In our study of the chronological development of the banking systems of England, Scotland, France, the United States and Germany, our main emphasis will be concentrated on those facts, firstly, which mark the choice at various stages between monopoly and Competition, and, secondly, which refer to other aspects of Government management and interference in banking in general.
The chief interest of any theoretical treatment of the place of the banking system in the general economy lies in the part it may be assumed to play in the causation of the phenomena of booms and depressions. We shall have occasion to consider some of the theories of trade cycle causation evolved by the disputants in the Free Banking
versus Central Banking controversy. Both sides produced evidence to show that financial and industrial crises were not the fault of the particular system they advocated. The most satisfactory theory yet offered in explanation of booms and depressions, however, is one which at that time was undeveloped and which finds the perpetually disequilibrating force in monetary disturbances expressing themselves in a divergence between the “natural” and market rates of interest and between voluntary savings and real investment.
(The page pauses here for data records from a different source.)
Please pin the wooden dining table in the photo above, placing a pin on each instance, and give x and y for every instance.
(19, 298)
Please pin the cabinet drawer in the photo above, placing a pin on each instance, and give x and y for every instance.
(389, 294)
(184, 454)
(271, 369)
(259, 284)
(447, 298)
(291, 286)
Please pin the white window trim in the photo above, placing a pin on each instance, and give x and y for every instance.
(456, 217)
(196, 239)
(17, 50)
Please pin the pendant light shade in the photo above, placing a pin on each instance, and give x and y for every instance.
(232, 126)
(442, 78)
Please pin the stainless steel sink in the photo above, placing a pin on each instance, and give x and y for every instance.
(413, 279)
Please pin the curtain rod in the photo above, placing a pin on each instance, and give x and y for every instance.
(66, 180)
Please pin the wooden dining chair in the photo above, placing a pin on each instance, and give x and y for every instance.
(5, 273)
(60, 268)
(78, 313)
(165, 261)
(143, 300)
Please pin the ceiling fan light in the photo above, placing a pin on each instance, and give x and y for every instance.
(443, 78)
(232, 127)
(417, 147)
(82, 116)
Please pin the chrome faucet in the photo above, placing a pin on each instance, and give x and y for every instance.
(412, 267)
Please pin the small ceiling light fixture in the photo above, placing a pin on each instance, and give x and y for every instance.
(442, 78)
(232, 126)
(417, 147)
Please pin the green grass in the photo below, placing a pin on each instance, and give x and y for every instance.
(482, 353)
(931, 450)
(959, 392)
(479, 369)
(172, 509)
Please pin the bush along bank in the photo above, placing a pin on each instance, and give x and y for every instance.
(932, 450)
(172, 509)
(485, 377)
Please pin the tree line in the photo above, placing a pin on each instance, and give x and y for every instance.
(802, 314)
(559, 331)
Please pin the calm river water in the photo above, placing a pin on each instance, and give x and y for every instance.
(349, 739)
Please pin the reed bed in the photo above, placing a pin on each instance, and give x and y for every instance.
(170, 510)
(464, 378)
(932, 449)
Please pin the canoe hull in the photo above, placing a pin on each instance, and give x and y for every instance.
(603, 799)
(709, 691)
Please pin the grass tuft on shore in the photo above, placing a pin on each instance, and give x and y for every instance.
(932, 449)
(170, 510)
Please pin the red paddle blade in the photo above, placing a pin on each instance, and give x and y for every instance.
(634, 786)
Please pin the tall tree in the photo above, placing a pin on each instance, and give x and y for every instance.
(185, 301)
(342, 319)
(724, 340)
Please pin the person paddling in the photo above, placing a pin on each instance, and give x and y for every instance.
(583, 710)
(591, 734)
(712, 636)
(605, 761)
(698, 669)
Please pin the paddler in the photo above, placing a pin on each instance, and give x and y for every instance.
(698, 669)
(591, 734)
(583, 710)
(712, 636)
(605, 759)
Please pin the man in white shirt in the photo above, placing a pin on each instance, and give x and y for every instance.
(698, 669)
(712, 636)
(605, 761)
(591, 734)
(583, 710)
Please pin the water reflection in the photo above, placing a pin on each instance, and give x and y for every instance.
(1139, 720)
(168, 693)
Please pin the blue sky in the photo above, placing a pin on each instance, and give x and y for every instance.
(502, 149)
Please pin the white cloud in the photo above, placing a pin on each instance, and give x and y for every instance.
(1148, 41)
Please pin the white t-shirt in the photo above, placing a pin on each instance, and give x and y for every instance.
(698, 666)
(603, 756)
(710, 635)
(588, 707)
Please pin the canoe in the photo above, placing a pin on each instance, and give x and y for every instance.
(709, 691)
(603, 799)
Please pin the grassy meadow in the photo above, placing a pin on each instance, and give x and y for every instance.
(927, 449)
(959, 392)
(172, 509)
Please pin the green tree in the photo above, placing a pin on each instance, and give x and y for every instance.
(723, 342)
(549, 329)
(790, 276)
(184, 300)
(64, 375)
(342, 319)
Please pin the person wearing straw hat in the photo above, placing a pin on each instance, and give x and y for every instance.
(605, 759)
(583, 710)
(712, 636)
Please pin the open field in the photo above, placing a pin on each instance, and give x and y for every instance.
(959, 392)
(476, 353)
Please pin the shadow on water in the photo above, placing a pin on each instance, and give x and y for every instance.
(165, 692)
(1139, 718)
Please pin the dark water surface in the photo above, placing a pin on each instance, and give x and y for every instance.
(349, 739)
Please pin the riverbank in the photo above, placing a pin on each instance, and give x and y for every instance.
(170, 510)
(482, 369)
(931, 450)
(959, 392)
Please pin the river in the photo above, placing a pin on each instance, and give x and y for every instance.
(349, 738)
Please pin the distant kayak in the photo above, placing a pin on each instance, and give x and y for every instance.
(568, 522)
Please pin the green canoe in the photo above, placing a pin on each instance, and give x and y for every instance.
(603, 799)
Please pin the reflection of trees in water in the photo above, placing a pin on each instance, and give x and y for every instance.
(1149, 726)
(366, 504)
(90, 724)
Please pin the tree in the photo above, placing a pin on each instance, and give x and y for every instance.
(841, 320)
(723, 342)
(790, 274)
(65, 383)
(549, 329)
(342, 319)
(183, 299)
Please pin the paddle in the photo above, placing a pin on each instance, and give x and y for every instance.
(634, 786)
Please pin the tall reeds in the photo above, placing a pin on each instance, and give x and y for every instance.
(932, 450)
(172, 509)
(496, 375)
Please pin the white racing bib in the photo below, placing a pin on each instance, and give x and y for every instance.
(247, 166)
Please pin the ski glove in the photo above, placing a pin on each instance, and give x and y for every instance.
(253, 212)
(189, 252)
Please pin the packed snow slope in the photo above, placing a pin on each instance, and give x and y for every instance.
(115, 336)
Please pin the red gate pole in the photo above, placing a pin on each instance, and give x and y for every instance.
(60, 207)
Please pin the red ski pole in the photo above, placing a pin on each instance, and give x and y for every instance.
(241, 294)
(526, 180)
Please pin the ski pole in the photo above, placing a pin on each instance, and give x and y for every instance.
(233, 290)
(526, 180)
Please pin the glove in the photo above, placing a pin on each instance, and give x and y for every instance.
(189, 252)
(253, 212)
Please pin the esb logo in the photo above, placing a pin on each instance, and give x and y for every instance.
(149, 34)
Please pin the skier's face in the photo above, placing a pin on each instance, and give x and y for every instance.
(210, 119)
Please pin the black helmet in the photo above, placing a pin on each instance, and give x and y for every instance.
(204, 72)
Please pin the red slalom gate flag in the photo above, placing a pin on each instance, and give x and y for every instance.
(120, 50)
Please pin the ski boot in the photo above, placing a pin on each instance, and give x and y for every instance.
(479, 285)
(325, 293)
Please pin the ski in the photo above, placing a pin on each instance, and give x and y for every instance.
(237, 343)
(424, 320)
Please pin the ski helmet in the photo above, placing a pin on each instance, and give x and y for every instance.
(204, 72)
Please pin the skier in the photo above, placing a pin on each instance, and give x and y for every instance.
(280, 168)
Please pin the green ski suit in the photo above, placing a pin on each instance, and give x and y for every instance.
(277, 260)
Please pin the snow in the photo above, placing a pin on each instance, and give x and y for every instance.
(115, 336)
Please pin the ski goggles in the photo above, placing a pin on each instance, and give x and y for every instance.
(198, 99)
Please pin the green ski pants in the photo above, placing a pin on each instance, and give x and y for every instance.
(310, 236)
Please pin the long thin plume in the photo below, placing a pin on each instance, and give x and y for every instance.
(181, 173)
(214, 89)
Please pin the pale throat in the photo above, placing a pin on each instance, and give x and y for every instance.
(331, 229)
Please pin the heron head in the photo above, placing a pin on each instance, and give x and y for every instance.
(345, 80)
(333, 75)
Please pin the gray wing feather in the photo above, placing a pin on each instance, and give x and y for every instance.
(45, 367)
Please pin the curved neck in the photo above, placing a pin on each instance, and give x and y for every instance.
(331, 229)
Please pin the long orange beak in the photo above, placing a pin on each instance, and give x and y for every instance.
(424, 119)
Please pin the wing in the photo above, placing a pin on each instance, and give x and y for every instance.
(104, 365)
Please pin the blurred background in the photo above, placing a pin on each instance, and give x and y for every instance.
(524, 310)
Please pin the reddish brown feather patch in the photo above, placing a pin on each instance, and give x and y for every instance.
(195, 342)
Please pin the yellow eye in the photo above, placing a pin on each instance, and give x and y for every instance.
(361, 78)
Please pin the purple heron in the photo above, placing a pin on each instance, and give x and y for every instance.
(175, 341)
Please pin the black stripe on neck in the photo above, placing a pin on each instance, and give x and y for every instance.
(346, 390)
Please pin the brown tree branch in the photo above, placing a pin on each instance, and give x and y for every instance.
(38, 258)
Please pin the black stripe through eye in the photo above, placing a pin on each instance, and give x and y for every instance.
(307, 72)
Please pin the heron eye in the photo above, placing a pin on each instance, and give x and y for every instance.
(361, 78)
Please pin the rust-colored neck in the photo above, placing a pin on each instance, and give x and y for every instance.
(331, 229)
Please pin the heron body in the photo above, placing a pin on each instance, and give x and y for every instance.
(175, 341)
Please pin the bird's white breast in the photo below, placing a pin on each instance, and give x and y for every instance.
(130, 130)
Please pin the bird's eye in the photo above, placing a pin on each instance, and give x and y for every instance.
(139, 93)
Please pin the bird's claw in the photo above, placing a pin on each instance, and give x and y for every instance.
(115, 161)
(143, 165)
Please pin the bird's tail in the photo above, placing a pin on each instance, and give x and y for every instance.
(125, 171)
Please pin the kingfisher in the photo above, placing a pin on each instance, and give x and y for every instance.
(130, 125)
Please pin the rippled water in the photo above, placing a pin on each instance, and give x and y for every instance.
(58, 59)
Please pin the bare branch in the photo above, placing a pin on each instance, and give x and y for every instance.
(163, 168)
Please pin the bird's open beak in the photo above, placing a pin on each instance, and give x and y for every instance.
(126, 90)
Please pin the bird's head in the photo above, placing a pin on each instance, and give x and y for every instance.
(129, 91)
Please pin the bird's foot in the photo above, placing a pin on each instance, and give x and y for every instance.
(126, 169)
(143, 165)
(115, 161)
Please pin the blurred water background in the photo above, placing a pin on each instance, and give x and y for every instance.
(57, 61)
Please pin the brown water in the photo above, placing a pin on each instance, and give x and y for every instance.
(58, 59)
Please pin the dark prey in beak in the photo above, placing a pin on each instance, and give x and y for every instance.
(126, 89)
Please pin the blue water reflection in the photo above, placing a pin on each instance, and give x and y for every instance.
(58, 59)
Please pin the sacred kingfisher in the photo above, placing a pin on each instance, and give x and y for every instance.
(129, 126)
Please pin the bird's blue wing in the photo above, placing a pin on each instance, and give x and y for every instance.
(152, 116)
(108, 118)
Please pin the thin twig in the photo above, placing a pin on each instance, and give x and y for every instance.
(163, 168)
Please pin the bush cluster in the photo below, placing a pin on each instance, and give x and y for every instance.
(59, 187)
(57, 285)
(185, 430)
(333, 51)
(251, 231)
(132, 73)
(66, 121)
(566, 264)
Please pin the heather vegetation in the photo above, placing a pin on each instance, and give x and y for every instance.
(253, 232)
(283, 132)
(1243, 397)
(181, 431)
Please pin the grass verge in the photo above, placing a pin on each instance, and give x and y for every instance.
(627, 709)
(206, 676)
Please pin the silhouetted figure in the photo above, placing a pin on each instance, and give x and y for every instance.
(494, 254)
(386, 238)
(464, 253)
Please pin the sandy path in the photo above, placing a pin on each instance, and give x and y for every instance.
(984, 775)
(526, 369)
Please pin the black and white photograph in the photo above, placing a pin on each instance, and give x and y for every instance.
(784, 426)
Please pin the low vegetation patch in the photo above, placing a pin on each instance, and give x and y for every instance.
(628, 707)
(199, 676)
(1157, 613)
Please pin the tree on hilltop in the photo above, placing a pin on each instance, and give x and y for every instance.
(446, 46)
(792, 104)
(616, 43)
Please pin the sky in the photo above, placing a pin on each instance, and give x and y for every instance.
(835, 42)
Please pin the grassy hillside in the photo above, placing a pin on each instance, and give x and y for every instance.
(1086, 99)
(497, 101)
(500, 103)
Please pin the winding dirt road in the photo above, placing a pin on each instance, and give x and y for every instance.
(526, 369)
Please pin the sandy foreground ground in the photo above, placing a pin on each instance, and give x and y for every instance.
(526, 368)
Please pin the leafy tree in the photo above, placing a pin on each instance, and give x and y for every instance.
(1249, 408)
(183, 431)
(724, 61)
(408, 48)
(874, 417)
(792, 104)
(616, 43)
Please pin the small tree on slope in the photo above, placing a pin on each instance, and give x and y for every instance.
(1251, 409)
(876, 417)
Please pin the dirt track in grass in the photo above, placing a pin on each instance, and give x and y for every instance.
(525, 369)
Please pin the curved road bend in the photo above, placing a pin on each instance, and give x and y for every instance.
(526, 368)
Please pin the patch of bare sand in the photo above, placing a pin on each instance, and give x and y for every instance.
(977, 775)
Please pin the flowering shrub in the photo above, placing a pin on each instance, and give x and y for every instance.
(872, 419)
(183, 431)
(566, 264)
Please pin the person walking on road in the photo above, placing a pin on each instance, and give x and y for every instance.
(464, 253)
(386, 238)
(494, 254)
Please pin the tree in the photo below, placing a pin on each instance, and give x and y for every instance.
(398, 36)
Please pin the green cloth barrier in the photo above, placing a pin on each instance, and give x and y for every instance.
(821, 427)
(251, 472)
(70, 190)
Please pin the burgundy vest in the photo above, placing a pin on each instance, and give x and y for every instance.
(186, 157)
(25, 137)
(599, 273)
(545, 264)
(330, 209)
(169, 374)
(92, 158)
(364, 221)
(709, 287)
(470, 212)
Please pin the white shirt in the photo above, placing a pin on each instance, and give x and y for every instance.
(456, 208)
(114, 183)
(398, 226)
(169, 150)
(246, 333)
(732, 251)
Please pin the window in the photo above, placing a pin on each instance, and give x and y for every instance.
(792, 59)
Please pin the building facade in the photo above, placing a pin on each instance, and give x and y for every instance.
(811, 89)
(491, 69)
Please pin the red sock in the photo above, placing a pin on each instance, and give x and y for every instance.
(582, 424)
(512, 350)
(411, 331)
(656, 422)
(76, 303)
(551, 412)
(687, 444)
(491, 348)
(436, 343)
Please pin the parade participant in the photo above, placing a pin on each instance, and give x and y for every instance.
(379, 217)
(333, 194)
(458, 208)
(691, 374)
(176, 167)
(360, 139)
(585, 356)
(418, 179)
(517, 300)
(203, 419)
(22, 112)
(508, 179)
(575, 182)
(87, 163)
This divergence is in some way connected with bank policy, and the question then arises: How can banks continually act as disequilibrating forces? It might be supposed that if banks made mistakes as a result of which they sooner or later found themselves in difficulties, they would in future act differently on the basis of their revised estimates of their opportunities. Such we should expect to be the consequences, provided the banks had to submit to the full effects of their acts. One of the questions which must be put is whether this responsibility condition is not too often shelved by certain features of the particular system of banking organisation which has been favoured by the modern world. While recognising that the maladjustments may be due, not to the specific form of the banking system, but rather to at present unresolved technical difficulties, common to any system, in maintaining equilibrium between savings and investment, or in stabilising the effective quantity of circulating media, it seems not improbable that the tendencies to misdirection are magnified by the form of the system, in particular that part of it which entrusts the determination of the volume of credit to a single authority, between which and the Government there exist reciprocal incentives to paternalism. It is not unlikely that the bolstering up of banking systems by their Governments is a factor which makes for instability.